Just a comment. If there is an embedding of $G$ as a straight-line thrackle, then every pair of non-incident edges cross, and so all induced cycles (of length $\ge 4$) intersect. Conway's thrackle conjecture—that every thrackle satisfies $E \le V$—has long been known to hold for straight-line thrackles. So you might gain some insight by examining the literature on thrackles; see this webpage or this problem summary. In particular, the 4-cycles play a special role, as they are the only cycles that are not thrackles.

• Thanks for your answer. I think the thrackle problem is quite different, as there the requirement is very restricting that they have to cross exactly once, which enable to use e.g. parity arguments which would not work for this problem. I imagine this to be more similar to some Borsuk-Ulam type arguments, or theorems about simplices sharing many points, e.g. arxiv.org/abs/1005.1392 – domotorp Mar 18 '11 at 7:12

A counting argument proves that there is a (dense) graph whose embeddings always have a $C_4$ in convex position (with possibly intersecting edges). I am sure that a more careful counting would also prove several copies of convex $C_4$'s without intersecting edges.
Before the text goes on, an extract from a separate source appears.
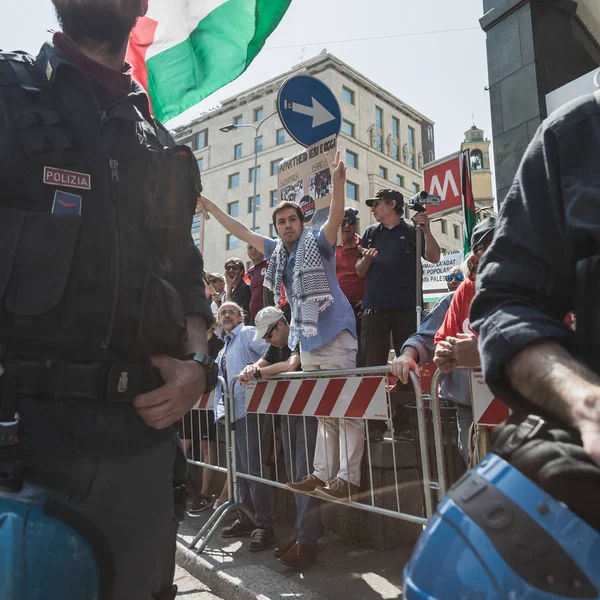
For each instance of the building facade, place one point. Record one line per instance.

The proof is a counting argument, we can describe every graph that has an embedding without a convex, induced $C_4$ with less than $n^2/2$ bits. Firstly, there are $n^{O(n)}$ order types (which describe the position of the vertices in the embedding), so encoding an order type requires $n\log n$ bits (we don't care about the constants). Divide the vertices into $n$ groups of size $\sqrt n$ such that every edge is in at most one group (this is possible, again we might lose some constants). In each group, there are $k=\log n$ vertices in convex position. So we know that there cannot be an induced $C_4$ among them. There are only $2^{k^2/4}$ such graphs. So the edges can be described with $k^2/4$ bits instead of the usual $k^2/2$, this means that in each group we spare $k^2/4$ bits. Thus in total we win $nk^2/4$, which is about $n\log^2 n\ge n\log n$, we are done. Note that this proof works for any graph instead of the $C_4$.

It will be hard to do with complete graphs or near complete. Bipartite graphs come close; perhaps you could try some characterization involving near-bipartite graphs.

Of course, you can artificially force the condition by drawing a curve for each edge, and requesting that all curves meet at a (nonvertex) point in the plane.